In 1902, he married Lika Mizinova, a woman with whom Anton Chekhov had once been romantically involved and who served as a prototype for Nina Zarechnaya in The Seagull. That same year, following a disagreement with Stanislavski over the re-organization of the company (which had also prompted the departure of Vsevolod Meyerhold), Sanin moved to the Alexandrinsky Theatre. He remained there until 1907, working as an actor, director, and acting teacher, during which time he sought to propagate Stanislavski's ideas within that company. He directed a number of plays by Alexander Ostrovsky with the Alexandrinsky, including The False Dmitry and Vasily Shuysky, An Ardent Heart and Stay in Your Own Sled.

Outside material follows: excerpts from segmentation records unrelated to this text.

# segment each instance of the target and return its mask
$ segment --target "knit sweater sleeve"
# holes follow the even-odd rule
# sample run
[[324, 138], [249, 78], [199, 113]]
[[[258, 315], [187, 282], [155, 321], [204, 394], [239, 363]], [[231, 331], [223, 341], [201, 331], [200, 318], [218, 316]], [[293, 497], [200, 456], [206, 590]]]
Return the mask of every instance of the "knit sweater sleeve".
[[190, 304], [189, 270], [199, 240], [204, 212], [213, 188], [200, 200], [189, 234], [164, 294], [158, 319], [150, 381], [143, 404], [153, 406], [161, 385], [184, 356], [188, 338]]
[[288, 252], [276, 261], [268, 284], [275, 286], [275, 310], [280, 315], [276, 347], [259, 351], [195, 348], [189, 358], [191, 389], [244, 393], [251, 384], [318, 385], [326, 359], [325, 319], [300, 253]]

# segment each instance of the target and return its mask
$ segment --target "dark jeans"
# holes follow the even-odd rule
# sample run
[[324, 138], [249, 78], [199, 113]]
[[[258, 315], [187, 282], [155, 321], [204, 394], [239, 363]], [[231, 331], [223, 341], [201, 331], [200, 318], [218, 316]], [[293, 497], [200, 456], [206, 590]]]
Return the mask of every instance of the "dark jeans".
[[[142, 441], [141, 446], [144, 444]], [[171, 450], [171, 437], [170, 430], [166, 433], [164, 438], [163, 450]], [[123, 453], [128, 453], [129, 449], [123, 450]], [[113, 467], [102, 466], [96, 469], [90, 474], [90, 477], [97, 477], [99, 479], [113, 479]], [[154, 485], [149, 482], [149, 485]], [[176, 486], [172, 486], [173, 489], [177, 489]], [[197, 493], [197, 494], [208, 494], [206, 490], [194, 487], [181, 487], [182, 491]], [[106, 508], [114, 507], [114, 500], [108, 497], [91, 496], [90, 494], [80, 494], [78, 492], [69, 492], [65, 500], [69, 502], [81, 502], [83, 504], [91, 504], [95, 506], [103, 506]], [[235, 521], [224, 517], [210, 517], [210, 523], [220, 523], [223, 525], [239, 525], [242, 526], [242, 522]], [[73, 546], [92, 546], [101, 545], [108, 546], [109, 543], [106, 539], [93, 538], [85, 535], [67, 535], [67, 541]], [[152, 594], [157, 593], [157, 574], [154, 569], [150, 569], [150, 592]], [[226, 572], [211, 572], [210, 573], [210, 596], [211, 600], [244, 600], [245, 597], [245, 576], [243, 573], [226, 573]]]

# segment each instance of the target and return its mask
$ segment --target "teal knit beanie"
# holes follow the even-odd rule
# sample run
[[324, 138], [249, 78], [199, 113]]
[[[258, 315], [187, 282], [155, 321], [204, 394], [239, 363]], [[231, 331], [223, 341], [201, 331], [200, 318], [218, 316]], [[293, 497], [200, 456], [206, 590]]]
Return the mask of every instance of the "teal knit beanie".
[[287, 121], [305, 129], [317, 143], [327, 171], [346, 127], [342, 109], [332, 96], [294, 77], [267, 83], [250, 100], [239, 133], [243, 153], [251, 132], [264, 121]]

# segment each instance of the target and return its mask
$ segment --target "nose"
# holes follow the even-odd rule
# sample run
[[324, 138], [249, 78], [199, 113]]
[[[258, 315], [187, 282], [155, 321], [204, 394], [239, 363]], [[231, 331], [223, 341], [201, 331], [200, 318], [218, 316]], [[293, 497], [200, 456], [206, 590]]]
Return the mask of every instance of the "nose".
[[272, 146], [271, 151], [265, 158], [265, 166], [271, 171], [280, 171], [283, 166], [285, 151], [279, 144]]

In 1907, Sanin left the Alexandrinsky to join Sergey Dyagilev's European troupe. There, now working mainly as an opera director, he concentrated on the classics of Russian music and staged several successive opera productions, including Boris Godunov at the Grand Opera in Paris, with Fyodor Chalyapin in the lead. In 1913, Sanin joined the newly formed Mardzhanov's Free Theatre and in 1914–1915 he was the stage director of the Moscow Drama Theatre.

In January 1917, Sanin returned to Moscow Art Theatre and stayed until 1919. During this period he produced several plays and operas both for the Bolshoy (Pskovityanka by Rimsky-Korsakov, Prince Igor by Alexander Borodin, 1917; Georges Bizet's Carmen, 1922) and Maly Theatres (Posadnik by A.K. Tolstoy, Elektra by Hugo von Hofmannsthal, 1918, Ostrovsky's The Forest and Griboyedov's Woe from Wit, 1921). He was the director of three early Soviet films: Devyi Gory (1918), The Thieving Magpie (1920) Polikushka (1922).

Sanin and his wife left the Soviet Union in late 1922, after which he directed numerous classic Russian operas at several major world theatres, such as the Grand Opera, Metropolitan Opera, Theatre Royal, Drury Lane, and La Scala, staging works by Modest Musorgsky, Rimsky-Korsakov, Alexander Borodin, Alexander Dargomyzhsky, Mikhail Glinka, Pyotr Chaykovsky, Alexander Serov, and Anton Rubinstein.

He died in Italy on 8 May 1956 and was buried in the Protestant Cemetery, Rome.